Mr Justice Wall said that in approximately 30 lectures Choudary had encouraged members of the “Islamic Thinkers Society” into confrontational street preaching and acts of violence.
“You thinly disguised these exhortations as lessons in Islamic theology,” said the judge, adding that Choudary knew members of the organisation would carry out acts of violence, whether or not he was personally involved.
“Organisations such as yours normalise violence in pursuit of an ideological cause,” said the judge. “They drive wedges between people who would otherwise live together in peaceful co-existence. Your behaviour was of the highest culpability.”

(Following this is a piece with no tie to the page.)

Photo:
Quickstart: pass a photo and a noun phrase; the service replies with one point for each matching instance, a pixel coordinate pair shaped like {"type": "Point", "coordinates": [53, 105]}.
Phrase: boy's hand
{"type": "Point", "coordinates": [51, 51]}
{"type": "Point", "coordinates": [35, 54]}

Earlier in the hearing, Paul Hynes KC, for Choudary, argued that whatever the jury’s verdict, Al Muhajiroun was nothing like Al Qaeda or Islamic State.
“We are left with dense theological lectures which are not particularly accessible,” he said. “We do not see that the court is in a position… to conclude that Mr Choudary was gathering the masses. It was a failed organisation.”
But Commander Dominic Murphy, the head of Scotland Yard’s Counter-Terrorism Command, said: “For over 30 years Anjem Choudary has been a pretty constant presence in counter-terrorism.
“His influence as a radicaliser is well known but the reality of that impact around the world is that there are individuals who have conducted terrorist attacks or travelled for terrorist purposes as a result of Anjem Choudary’s radicalising effect on them.”
The state’s case against Choudary centres around the people he is linked to.
Authorities say that members of Al Muhajiroon have been linked to at least 21 different terrorist plots and senior members travelled to Syria, where Siddhartha Dhar and Reza Haque joined an ISIS execution squad.
They says that Choudary himself was an associate of Woolwich killer Michael Adebolajo, London Bridge terrorist Khuram Butt, and Fishmongers’ Hall attacker Usman Khan.
He celebrated the 9/11 attacks as a “towering day in history” and Omar Bakri Muhammad, the group’s leader, labelled the 7/7 attackers the “fantastic four” before he fled the UK in August 2005, claiming he had shut down the organisation nine months earlier.
When Bakri was jailed in Lebanon in May 2014, Choudary took over as leader but was arrested and jailed himself four months later, for encouraging support for ISIS.
His licence conditions expired in July 2021 and he began trying to rebuild the organisation, delivering over 40 lectures in one year to audiences of up to 150 across the world and communicating directly with recruits as young as 14 on WhatsApp and Telegram.